Today’s Five Question interview is with Eddie Funkowitz. Eddie was a career worker for the IMB, but has moved on to different challenges in the US. We caught up with Eddie as he was applying for a Sam’s Club membership while slurping a 64 ounce drink he got for a buck down at the Stop N Go.
As always, names are changed to keep my interviewees from coming to my house and stealing my jalapenos in retaliation. Everything else is absolutely true.
1. Many IMB workers feel cut off from SBC life and trends. Returning to the North American SBC work force often means figuring out the latest events and hot-button problems. What SBC trends and issues caught you off guard the most when you moved to the U.S.?
After coming off the mission field where there is a huge sense of family or team pride within the IMB, I found it extremely disappointing to see the fighting within our own convention. I am not saying everyone within the IMB sees eye-to-eye on all the policies or direction the IMB is taking, but by and large the missionaries take great pride in being part of the IMB team. As a convention founded on the concept of autonomous churches cooperating together in order to accomplish greater things, it is extremely discouraging to see us fight over non-essential matters.

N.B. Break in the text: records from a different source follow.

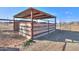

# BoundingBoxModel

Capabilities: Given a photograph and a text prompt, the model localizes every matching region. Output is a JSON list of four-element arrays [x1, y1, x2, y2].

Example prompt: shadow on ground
[[35, 29, 79, 42], [0, 47, 19, 51]]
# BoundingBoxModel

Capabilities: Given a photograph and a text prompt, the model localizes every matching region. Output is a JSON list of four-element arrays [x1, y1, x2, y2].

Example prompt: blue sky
[[0, 7, 79, 22]]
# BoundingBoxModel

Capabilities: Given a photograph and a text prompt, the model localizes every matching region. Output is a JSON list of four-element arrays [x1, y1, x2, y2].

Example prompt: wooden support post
[[13, 18, 16, 31], [48, 20, 49, 34], [31, 10, 33, 40]]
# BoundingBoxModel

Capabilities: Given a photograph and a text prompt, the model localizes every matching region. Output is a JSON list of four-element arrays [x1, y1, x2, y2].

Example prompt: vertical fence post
[[13, 17, 16, 31], [48, 20, 49, 34], [55, 17, 56, 31]]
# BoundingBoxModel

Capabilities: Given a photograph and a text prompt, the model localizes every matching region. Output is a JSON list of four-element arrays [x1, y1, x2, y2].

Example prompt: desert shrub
[[23, 39, 35, 47]]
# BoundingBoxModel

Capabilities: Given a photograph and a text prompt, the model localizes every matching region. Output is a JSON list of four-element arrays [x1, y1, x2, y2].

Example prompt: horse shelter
[[13, 8, 56, 39]]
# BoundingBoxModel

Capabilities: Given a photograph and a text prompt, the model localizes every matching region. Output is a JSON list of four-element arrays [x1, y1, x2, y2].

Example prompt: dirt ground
[[0, 24, 79, 51]]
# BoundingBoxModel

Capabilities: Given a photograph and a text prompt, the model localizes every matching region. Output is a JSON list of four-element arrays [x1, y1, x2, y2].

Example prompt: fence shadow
[[0, 47, 19, 51]]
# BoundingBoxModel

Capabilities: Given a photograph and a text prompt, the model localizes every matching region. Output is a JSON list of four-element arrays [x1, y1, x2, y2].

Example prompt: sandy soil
[[0, 24, 79, 51]]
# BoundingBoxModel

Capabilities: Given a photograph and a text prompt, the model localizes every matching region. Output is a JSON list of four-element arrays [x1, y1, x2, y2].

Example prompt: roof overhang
[[14, 8, 56, 19]]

I don’t expect every church within the convention to agree on every matter, but it would be great to see the same sense of family or team pride within our convention.
2. As you’ve represented the IMB to pastors and ministers who became, in essence, your co-laborers here in North America, did you find they understood how missions changed you and your view of ministry?
I don’t think it is realistic to expect them to understand. Life and ministry in a different culture is completely different than in North America. I don’t view this as a negative; it is simply reality. It is similar to when missionaries share with churches on their STAS. Some people understand, but most people don’t have the experiences to truly understand what life and ministry in a different culture is really like.
Missions is my passion. It is what excites me. Some pastors will say things like, “we need to focus here first, before going overseas.” That goes against everything I believe. It doesn’t offend me. I just have a completely different view of the world as a result of my missions involvement. I believe if every pastor would leave the comforts of North America and go and serve for a couple of weeks in a different culture it would radically change the church in North America.
3. What part of life in North America appeals to you the most relative to where you were living and working on the field?
Some of the obvious perks are living closer to family, knowing the language, understanding the culture and eating familiar food.
The speed at which Americans live is absolutely crazy. We are so over-extended and we have no reason to be. We have more money and more conveniences than practically everywhere else in the world. We should be the most care-free, laid back society; but we are probably the most anxious, uptight, stressed society. What’s sad is that it is equally true of believers and non-believers.
4. How did you explain the change in your calling (or however you put it) to people who supported you in missions?
I didn’t feel like there was a change in my calling. Missionaries often change roles or even geographical locations for many different reasons. However, it is never viewed as a change of calling unless they go back to North America.
Many of my friends in the IMB have served in different countries. Much of the leadership within the IMB served in different countries. If they were asked to explain the change in their calling, they would say there wasn’t a change they simply moved to a new role or new country. I view mine as the same. I continue to serve in missions as a missions pastor.
5. There’s talk of the IMB and NAMB combining or joining efforts. Since you left the turf of the former in order to live in the land of the latter, what’s your thinking on this concept?
I think it is an interesting concept. I personally believe that life and ministry is so radically different outside North America that it would be a mistake to combine the two organizations. I understand that some operating budget could be saved or possibly more resources would find its way to the field, but missionaries outside of North America face completely different issues than those living in North America. I believe the two organizations should stay separate.
Bonus question: How many pounds have you gained since being back in the US?
I have gained 3 lbs. over the last 3 1/2 years. Not too bad for a guy who loves to eat. I gained more weight on my past stateside assignments and vacations to the US when I was with the IMB than I have in the past 3 1/2 years.
Only 3 pounds? I wanna be you when I grow up.